The healing journey
Faith in others and myself, doing what I believed was right has kept me moving forward. I am aware though, some do not have your best interest at heart and when you encounter this, it can cause psychological struggles, and possibly damage, including trauma.
When experiencing these behaviours, we need to be accountable for our selves, our reactions and our healing.
Not often are we given the opportunity to face those who have done the harm but if given the chance, you may encounter an apology from the other person(s). They may then, expect your forgiveness, and ultimately, absolution. It is from my own experience of childhood & adult trauma, that neither are necessary or a give in.
Let me expand on my personal experience, with as much grace and vulnerability as possible.
I was around 15 when flashbacks started. Recalling sexual abuse from family members, following the disclosure that one of their partners was expecting a child and it was a girl. My fight or flight kicked in, I confronted them and they tossed me across the room, resulting in broken ribs. A day later, I confided in a friend who encouraged me to press charges. Shortly after filing a statement, I was put into counselling and foster care.

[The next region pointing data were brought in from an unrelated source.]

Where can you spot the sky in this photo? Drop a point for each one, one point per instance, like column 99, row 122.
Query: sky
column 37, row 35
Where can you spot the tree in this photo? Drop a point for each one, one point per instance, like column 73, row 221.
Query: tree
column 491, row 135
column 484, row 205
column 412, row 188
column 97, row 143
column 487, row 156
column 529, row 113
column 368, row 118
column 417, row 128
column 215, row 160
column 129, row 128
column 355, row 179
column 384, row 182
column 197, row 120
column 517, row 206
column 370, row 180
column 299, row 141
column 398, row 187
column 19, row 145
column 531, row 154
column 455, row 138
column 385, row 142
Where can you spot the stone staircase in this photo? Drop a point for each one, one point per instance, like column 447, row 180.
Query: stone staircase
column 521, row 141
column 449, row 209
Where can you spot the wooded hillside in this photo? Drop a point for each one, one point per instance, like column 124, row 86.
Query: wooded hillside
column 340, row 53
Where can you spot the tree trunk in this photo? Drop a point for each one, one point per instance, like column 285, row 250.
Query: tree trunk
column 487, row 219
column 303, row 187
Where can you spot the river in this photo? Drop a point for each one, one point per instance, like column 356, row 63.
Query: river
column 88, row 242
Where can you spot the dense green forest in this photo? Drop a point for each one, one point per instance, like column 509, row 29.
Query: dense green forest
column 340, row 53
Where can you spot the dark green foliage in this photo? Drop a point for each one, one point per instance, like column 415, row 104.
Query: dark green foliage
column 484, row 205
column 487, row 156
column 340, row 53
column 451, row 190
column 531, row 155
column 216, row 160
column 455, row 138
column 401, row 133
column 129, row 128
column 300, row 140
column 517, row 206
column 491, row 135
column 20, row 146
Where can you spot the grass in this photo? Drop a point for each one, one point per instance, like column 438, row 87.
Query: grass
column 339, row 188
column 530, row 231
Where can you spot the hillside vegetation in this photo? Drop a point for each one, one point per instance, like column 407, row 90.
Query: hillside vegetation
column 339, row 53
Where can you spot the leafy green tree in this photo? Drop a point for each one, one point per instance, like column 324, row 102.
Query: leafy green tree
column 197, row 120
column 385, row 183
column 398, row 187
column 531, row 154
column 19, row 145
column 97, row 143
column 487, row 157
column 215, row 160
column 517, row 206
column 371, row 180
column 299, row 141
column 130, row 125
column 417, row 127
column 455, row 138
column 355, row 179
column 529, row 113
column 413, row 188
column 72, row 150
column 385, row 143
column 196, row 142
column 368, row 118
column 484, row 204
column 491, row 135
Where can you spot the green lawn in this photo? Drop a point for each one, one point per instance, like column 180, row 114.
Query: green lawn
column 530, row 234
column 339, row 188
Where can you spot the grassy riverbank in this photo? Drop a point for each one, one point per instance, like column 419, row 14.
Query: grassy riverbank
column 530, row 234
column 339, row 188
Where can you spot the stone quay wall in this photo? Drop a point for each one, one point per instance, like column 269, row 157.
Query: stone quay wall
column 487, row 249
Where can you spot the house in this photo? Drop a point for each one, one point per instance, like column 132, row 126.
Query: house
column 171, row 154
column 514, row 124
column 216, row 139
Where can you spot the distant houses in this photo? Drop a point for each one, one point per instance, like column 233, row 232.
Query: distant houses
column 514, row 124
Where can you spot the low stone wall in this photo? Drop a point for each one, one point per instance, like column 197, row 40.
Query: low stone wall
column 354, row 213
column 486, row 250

At 16 years old, I faced the reality of an unhealthy childhood, abandonment as my family choose to take the abusers side. Although the abusers "apologized" I was told to forgive them, and this action I was taking would tear the family apart. I stood my ground with the charges and was asked in court, what I wanted the abusers to face. Juvenile detention or mandatory counselling.
I choose the latter, with the gut feeling that they too, had been abused. I choose to forgive them, feeling it would help with their journey.
What I did not know was this..
Forgiveness is not absolution. I am, in no means one to grant this, however I have the ability to recognize that as well.
When you are of similar circumstance, it is up to you to face the trauma, work on healing and create resolution on this. If the three are not met, then you may carry forward the trauma to others.
After a few failed relationships I recognize in myself the areas I need to work on.
1. It is my responsibility to heal, no one else's and, it will take time.
2. I am not required to have relationships with others who have caused harm or trauma, no matter their position in my life.
3. Boundaries are for myself, not others. If they choose to not respect them, I will walk away now. Not years later.
Healing is a journey that only you can do. It is your responsibility alone. You do not have to forgive them but you NEED to forgive you, love you and know that none of this is your fault.